Taken together, two important aspects related to bivoltinism in T. diversipes emerged from our gene expression analyses. First, the RdRp gene, if not related to viral infection, may be one of the first genes to have its expression pattern specifically regulated in prediapause larvae from G2. Second, most of the observed expression differences between G1 and G2 individuals were seen in adult females and not in larvae. Thus, DEGs of foundresses might be important for triggering diapause in the subsequent offspring generation. Nevertheless, it is important to mention that the experimental design used in this study for larval comparisons was directed towards retrieving only major differences between larvae from both generations, without accounting for differences related to sex or the respective developmental larval phases. In effect, we believe that the pooling approach used here permitted to reveal the possible main players between the two generations. Further, more in-depth studies can now be devised to reveal such sex- or stage-specific differences.
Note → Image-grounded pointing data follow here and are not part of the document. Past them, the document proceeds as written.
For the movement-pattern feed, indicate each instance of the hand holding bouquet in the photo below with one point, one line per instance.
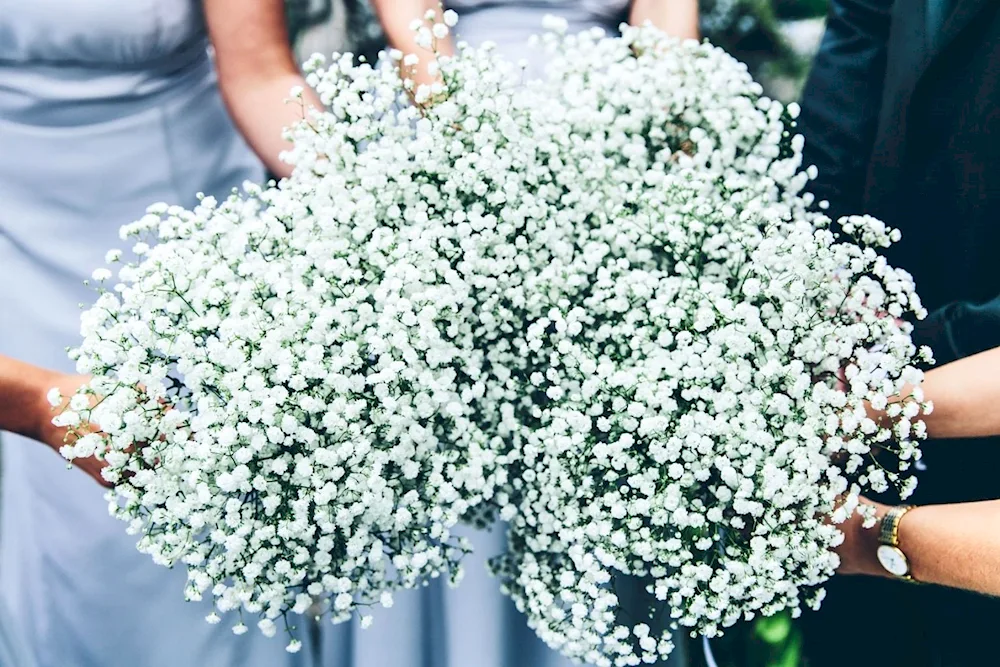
(598, 307)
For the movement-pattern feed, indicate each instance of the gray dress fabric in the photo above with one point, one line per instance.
(107, 106)
(511, 24)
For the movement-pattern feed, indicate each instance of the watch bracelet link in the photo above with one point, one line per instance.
(889, 533)
(889, 525)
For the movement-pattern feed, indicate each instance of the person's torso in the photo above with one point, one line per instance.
(511, 23)
(935, 172)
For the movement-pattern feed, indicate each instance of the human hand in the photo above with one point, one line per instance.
(858, 551)
(58, 436)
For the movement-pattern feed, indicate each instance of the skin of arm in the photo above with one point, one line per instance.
(964, 394)
(950, 545)
(396, 17)
(675, 17)
(25, 410)
(257, 72)
(954, 545)
(678, 18)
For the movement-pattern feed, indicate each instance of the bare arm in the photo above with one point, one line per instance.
(396, 17)
(965, 394)
(678, 18)
(951, 545)
(257, 72)
(25, 410)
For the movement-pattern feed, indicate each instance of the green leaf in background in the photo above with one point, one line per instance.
(774, 629)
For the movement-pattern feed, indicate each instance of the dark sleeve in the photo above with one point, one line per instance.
(842, 98)
(960, 329)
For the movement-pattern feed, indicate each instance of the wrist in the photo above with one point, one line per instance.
(40, 412)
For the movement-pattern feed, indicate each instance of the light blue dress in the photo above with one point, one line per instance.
(106, 106)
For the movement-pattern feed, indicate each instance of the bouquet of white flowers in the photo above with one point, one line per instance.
(597, 307)
(684, 423)
(294, 400)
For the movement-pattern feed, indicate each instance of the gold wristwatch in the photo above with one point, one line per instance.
(890, 556)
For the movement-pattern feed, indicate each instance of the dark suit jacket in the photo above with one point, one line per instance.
(911, 134)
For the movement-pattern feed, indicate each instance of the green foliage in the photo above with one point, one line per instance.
(767, 642)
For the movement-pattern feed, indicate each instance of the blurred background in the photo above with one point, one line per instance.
(776, 38)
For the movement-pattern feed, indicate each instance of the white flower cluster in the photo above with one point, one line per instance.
(290, 386)
(597, 308)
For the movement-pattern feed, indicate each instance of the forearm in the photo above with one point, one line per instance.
(22, 391)
(396, 17)
(965, 394)
(262, 109)
(678, 18)
(954, 545)
(257, 72)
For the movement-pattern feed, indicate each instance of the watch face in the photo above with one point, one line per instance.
(893, 560)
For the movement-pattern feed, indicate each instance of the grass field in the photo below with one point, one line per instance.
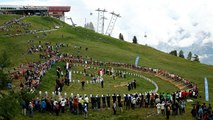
(102, 48)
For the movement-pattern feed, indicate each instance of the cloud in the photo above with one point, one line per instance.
(179, 23)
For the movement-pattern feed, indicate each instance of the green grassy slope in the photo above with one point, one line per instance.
(104, 48)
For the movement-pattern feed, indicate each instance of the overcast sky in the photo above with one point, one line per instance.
(179, 23)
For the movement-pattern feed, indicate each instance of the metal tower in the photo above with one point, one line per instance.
(112, 23)
(73, 24)
(100, 21)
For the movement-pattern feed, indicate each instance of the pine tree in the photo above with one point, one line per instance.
(196, 58)
(135, 40)
(181, 54)
(189, 57)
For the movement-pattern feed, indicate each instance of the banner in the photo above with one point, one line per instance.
(136, 61)
(206, 89)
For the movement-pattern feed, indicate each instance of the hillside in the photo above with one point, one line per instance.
(101, 48)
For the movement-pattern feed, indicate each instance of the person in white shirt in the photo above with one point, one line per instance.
(63, 102)
(163, 107)
(158, 108)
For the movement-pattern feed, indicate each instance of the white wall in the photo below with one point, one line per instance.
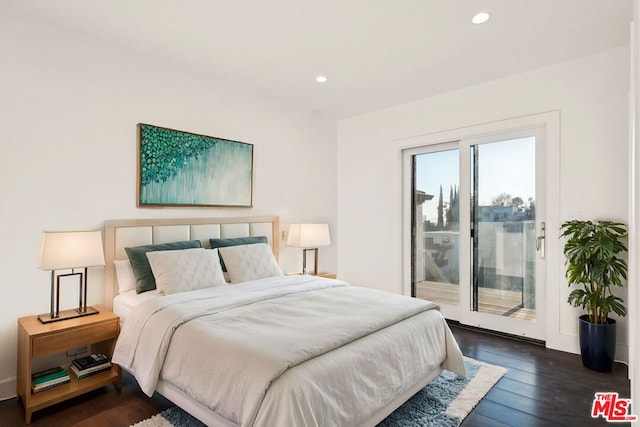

With respect to the adult stages, our data showed a strong bias in DEGs towards immunity and energy-related processes. Diapause is known to be also induced by changes in the mother’s metabolism in many insects (Denlinger 2002). This induction may be direct, as in the case of the silkworm Bombyx mori that produces a specific diapause hormone (Fukuda 1951), or indirect, where the correlation between progenitor gene expression and brood diapause is not so clearly established, because even changes experienced during the mother’s development may affect the offspring (Denlinger 1998, 2002). It is possible that in T. diversipes, the overexpression of metabolic genes and of lncRNAs (or any other of the as yet non-identified genes) in the foundresses provides a molecular or epigenetic signal that prevents the larvae from entering diapause. Similar mechanisms of maternal epigenetic suppression to larval diapause have already been described in the fly Sarcophaga bullata and in the GABAergic circuit of B. mori (Çabej 2013; Reynolds et al. 2013, 2016). Additionally, lncRNAs have been reported as paramount in glucose and lipid metabolism, which are important energetic pathways for diapause (Denlinger 2002; Lang-Ouellette et al. 2014).

Another important outcome of this study is that most of the DEGs represent genes that are unknown with respect to their function. Thus, the 42 non-characterized DEGs reported in foundresses may also play an important role in inducing or suppressing larval diapause, but we were unable to infer on their biological relevance based on the information currently available in genome databases. Although there has been an expressive improvement in databases content over the last years (O’Leary et al. 2016), they are still highly biased towards model species. Therefore, studies on non-model species are clearly desirable to improve our understanding of complex biological systems.

5 Conclusions

Herein we report the complete transcriptome assembly from two different life stages of T. diversipes. Using these assemblies, we compared gene expression differences between the two reproductive generations of T. diversipes. These analyses have shown that an RdRp gene is the only one that is highly expressed in larvae from G2 before entering diapause and that genes expressed in the mothers are likely to influence the developmental timing of the larval offspring. This can be inferred based on the fact that most of the observed gene expression differences occurred in the adult life stage. Among the higher expressed genes in G1 adult females, the only identified transcripts are the ones involved in oxidative phosphorylation and lncRNAs, while in G2 adult females, higher expressed genes are possibly related to immune responses.